Rumah warga itu rusak akibat pergerakan tanah yang terjadi pada Minggu (21/2/2021) lalu.
Salah seorang warga, Cece (52) mengatakan, saat kejadian keluarganya sempat berhamburan keluar rumah, karena merasakan getaran ketika pondasi rumahnya ambles saat pergerakan tanah terjadi.
Baca juga: VIDEO-Polisi Lakukan Olah TKP Pembunuhan di Cikidang Sukabumi, Korban Dikubur di Galian Septic Tank
"Ini kejadiannya waktu hujan dua hari dua malam, jadi hujan ini (tanah bergerak, red) ambles kita juga kaget, langsung ambrol (pondasi) sempat berlarian karena kaget soalnya rumah juga bergetar," ujarnya kepada wartawan, Selasa (23/2/2021).
Ia menyebut, pondasi rumahnya ambles tiga meter, akibatnya ia mengalami kerugian Rp 30 juta.
"Dirumah saya yang ambles dipojokan kalau yang lain hampir satu rumah, kalau ini cuma di pojokan, kedalam sampai 3 meter lebih kalau dari atas. Kerugian sampai 30 jutaan soalnya robahnya sampai atas, kedepan juga," katanya.
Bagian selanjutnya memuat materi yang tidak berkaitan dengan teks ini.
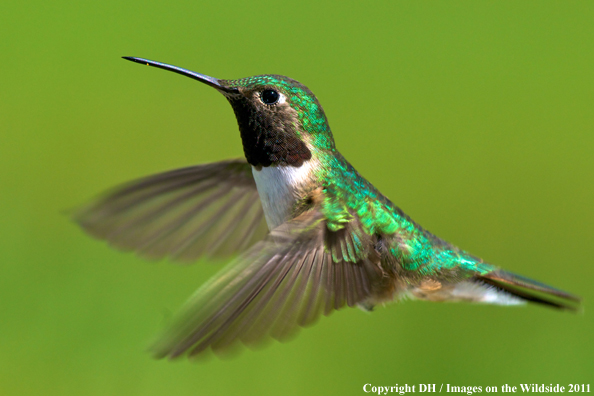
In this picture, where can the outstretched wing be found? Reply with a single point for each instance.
(283, 282)
(211, 209)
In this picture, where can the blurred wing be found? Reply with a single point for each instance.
(210, 209)
(283, 282)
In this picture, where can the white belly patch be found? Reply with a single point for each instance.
(278, 187)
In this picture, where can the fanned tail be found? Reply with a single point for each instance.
(530, 290)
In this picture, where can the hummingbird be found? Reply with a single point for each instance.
(308, 233)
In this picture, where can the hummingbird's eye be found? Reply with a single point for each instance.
(269, 96)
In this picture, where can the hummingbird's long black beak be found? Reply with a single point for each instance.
(213, 82)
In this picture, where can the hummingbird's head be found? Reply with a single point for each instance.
(280, 120)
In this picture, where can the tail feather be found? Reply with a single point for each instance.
(530, 290)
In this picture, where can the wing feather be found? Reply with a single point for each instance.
(280, 284)
(212, 209)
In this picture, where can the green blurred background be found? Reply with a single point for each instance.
(474, 117)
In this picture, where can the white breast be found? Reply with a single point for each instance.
(278, 187)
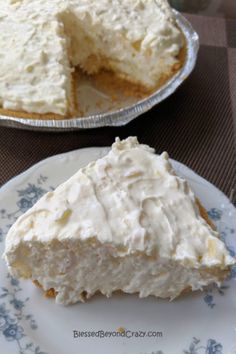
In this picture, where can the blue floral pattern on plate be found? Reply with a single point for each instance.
(13, 309)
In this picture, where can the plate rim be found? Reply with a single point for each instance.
(10, 183)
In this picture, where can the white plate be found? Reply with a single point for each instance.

Baca juga: VIDEO-Penasaran, Warga Berbondong-bondong Datangi TKP Kasus Pembunuhan di Cikidang Sukabumi
Dirinya juga merasa khawatir, namun tetap nekat menempati rumahnya yang rusak akibat pergerakan tanah.
"Masih ditempati, kita harus kemana lagi, khawatir, was-was juga, kalau hujan terus paling pindah ke sodara. Harapan saya mudah-mudahan segera ada bantuan dari pemerintah kita, pemerintah pusat juga," ucapnya.
Sementara itu, warga lain, Fatonah (20) menuturkan, hampir seluruh bagian rumahnya rusak akibat pergerakan tanah tersebut.
Pantauan Tribunjabar.id, bagian lantai terlihat ambles serta dinding rumah retak dan tihang-tihang rumahnya sudah miring.
"Kalau ini udah lama pertamanya kan ini rumah agak gede, dulu juga sama retak-retak kaya gini cuma gak terlalu parah kaya gini, pas rumahnya di kecilin taunya lebih parah sekarang mah. Rumah ini direhab pas dulu kejadian agak dikecilin rumahnya tapi ternyata dikiranya gak bakalan kaya gini, ini kan jadi lebih parah," ujarnya.